Summary

Hsieh et al. (UC Berkeley, arXiv:2512.02011) present DexScrew, a sim-to-real framework for contact-rich dexterous manipulation (screwdriving, nut-bolt fastening) that explicitly handles imperfect simulation. Key insight: RL in simplified simulation learns transferable rotational motion primitives; these primitives bootstrap real-world teleoperation to collect tactile demonstrations, enabling final behavior cloning policies that generalize to unseen object geometries.

Hsieh 等人(加州大學伯克利分校,arXiv:2512.02011)提出了 DexScrew,一個針對接觸豐富的靈巧操作(螺絲刀擰緊、螺母螺栓緊固)的 sim-to-real 框架,明確處理不完美的仿真。核心洞察:在簡化仿真中的 RL 學習可轉移的旋轉運動原語;這些原語引導真實世界的遙操作收集觸覺示範,最終使行為克隆策略能夠泛化到未見過的物體幾何形狀。

Prerequisites

  • Reinforcement learning for robotics (policy gradients, sim-to-real)
  • Dexterous hand manipulation; multi-fingered grasping
  • Tactile sensing and proprioception
  • Behavior cloning / imitation learning

Core Idea

Two classic approaches fail for contact-rich dexterous manipulation: (1) sim-to-real RL requires accurate physics simulation of complex contact dynamics and tactile sensing (intractable); (2) teleoperation-based imitation learning requires high-quality dexterous demonstrations (hard to collect at scale due to human-robot morphology gap).

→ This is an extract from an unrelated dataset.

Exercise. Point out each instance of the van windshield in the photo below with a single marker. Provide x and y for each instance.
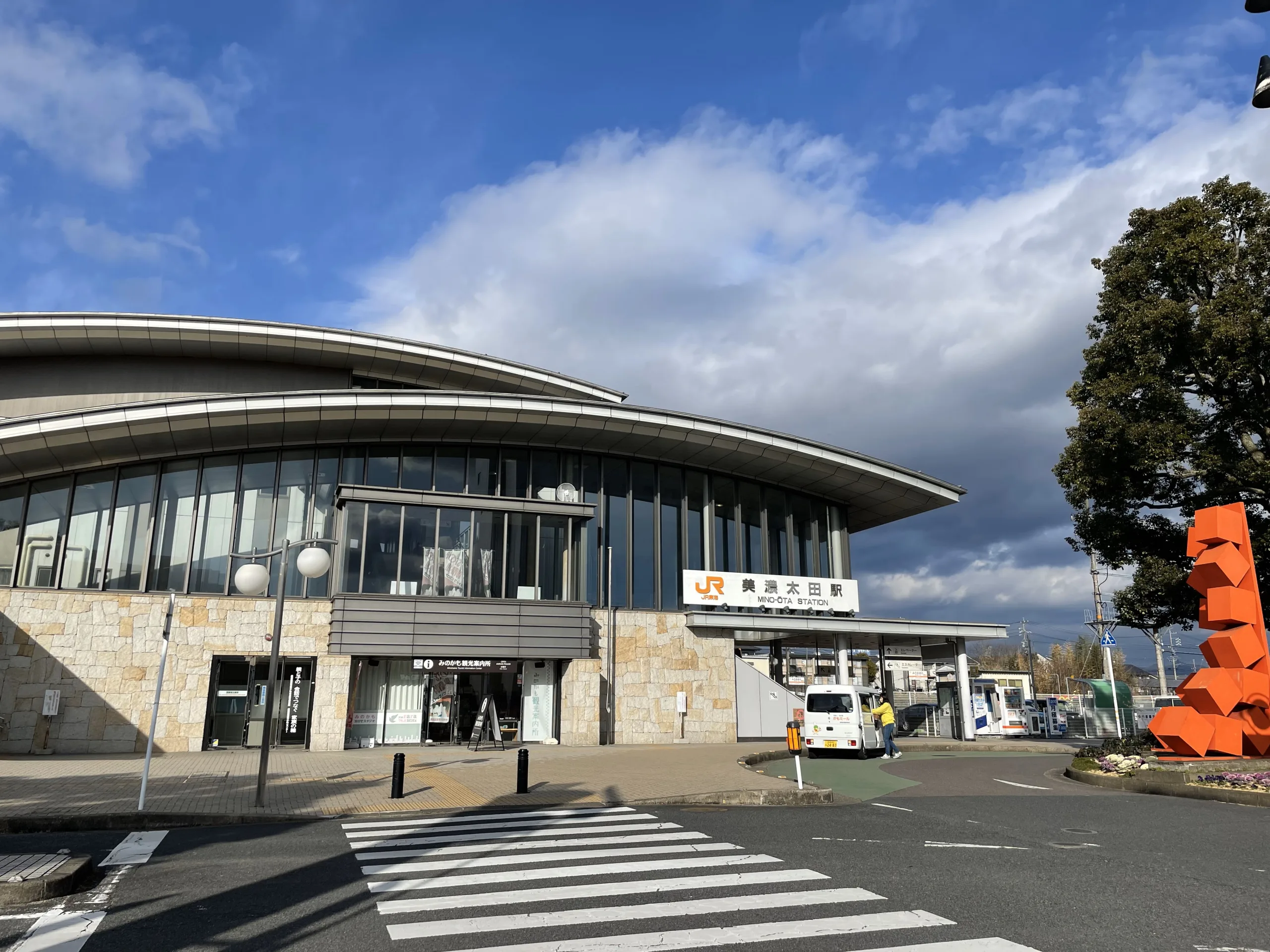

DexScrew’s three-stage hybrid:

  1. RL in simplified simulation: train on simplified object models that capture the essential rotational structure but ignore fine contact details → learn correct finger gaits (motion primitives)
  2. Skill-assisted teleoperation: use the sim-trained policy as a skill primitive to guide human teleoperation in the real world → enables efficient collection of contact-rich demonstrations with tactile + proprioceptive data
  3. Behavior cloning with tactile sensing: train BC policy on real-world demonstrations → generalizes to diverse object geometries and is robust to perturbations

Results

  • High task progress ratios vs. direct sim-to-real transfer on screwdriving and nut-bolt fastening
  • Generalization to nuts/screwdrivers with diverse geometries not seen in training
  • Robust performance under external perturbations
  • Code and videos at dexscrew.github.io

Limitations

Author-stated:

  • Framework assumes the core motion primitive (rotational skill) can be learned in simplified simulation; may not generalize to tasks where the full contact dynamics are critical even for primitive learning

Unstated:

  • Teleoperation quality still bounds the quality of real-world demonstrations
  • Three-stage pipeline adds complexity vs. end-to-end approaches
  • Evaluation scope limited to screwdriving/fastening; generality to other dexterous tasks unstated

Reproducibility

  • Code/Data: Project page at dexscrew.github.io (code available per project page)
  • Hardware: Multi-fingered robot hand with tactile sensing
  • Compute: Standard RL + behavior cloning training scale

Insights

The key architectural insight is that motion primitives (the “how” of rotation) are learnable from simplified simulation, even if the full contact dynamics are not. This separates the skill acquisition problem (learned in sim) from the sensing/dynamics problem (learned from real demonstrations). It’s an elegant decomposition that sidesteps the sim-to-real gap without ignoring simulation entirely. The skill-primitive-as-teleoperation-aid is also clever: it enables the human to focus on high-level decisions while the robot handles low-level rotational control.

Connections

Raw Excerpt

The key idea is that the motion primitives underlying contact-rich dexterous manipulation do not need to be learned from a perfect physics model. A simplified simulator is sufficient to induce the core rotational behaviors required for these tasks.